Our ‘Rome’ was a shared ‘pursuit of happiness’ built into the American Dream, that every kid grew up seeking, and every adult treasured more than anything else.  It was the shared understanding that America was more than our buildings and our Declaration Of Independence.  America was our history, a history of freedom, paid for and insured by those willing to die for it.  Those who sacrificed led the way and have preserved our freedom for over 250 years.  It’s been said that there are no atheists in foxholes and I believe that’s true.  There are very few unpatriotic non-believers when we go through hardship and ultimately prevail together.  The reason we do it together is because, as a group, we have always believed and agreed upon its core value.

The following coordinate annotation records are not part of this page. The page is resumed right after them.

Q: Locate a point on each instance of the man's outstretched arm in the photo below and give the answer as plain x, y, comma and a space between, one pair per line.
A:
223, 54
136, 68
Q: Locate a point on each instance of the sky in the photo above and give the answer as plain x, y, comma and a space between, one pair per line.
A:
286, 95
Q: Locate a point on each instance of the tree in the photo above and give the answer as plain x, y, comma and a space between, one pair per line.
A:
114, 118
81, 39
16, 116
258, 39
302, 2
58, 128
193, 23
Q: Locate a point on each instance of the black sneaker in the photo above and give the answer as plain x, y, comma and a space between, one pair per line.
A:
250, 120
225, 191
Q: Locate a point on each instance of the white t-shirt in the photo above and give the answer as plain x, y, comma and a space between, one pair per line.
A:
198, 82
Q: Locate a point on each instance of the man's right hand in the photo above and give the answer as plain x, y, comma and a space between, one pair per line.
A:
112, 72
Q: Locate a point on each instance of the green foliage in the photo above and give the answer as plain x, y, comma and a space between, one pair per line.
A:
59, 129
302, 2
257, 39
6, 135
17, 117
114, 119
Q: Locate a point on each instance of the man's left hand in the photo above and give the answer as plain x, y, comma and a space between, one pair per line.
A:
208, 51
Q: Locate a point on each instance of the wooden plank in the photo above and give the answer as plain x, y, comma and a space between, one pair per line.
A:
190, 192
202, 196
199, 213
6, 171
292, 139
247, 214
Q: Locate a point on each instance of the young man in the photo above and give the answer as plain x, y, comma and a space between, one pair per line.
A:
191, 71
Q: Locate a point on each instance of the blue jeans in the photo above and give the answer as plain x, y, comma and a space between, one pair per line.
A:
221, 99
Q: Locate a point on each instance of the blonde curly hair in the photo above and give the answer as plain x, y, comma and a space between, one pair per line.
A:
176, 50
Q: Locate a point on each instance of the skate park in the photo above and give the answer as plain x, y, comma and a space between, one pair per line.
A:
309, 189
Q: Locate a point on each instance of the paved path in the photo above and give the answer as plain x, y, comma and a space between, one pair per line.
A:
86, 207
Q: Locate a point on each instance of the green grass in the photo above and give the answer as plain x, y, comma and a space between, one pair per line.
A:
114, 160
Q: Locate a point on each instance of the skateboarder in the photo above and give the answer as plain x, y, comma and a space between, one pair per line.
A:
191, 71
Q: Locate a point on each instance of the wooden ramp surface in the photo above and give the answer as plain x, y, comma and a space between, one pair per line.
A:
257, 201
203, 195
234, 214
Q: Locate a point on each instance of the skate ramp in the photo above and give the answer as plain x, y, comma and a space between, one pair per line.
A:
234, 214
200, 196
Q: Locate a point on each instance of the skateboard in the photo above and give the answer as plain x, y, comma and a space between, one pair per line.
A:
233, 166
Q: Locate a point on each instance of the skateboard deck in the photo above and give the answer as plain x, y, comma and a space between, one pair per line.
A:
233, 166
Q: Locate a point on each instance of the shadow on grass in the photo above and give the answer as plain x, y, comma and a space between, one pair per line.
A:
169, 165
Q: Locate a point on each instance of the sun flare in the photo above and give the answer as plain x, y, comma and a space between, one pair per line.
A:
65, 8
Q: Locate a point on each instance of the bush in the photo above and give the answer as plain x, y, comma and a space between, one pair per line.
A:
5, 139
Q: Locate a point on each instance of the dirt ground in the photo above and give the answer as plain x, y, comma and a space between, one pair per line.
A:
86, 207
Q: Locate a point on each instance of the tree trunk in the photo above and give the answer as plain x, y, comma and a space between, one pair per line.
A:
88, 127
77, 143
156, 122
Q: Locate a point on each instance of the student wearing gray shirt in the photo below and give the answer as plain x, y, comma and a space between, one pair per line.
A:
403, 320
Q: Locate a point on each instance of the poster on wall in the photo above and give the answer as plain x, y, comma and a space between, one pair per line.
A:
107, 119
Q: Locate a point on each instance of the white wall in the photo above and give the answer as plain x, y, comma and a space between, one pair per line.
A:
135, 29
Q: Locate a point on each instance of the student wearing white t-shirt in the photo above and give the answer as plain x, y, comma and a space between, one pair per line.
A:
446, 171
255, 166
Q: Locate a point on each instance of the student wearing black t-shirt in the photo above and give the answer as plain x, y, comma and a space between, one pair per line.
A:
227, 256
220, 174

                            Is That Still The Case Today? 

During my junior year at college, one of my roommates, in the apartment we rented, was a black fellow named Tom from Newark New Jersey.  Tom had grown up in the poorest of inner-city neighborhoods, but through perseverance, diligence, and the support of a strong mother, he made it through high school with good grades and found his way to a good university.  He was also a good athlete.  

Tom couldn’t live the American Dream, like many of us, while he was young.  He had to wait until later, when he had his degree, and could go back and help his mother and brothers better their conditions at home.  Tom was able to do this because his mother never abandoned hope or her belief in him.  Mrs. Scott believed in the fundamental goodness of America. Even though her day in and day out life as a domestic worker was a challenge, she never gave up the hope that her children would do better.  America, up until the 1970’s, was a nation where children always did better than their parents, but that was an America that had a shared value system. 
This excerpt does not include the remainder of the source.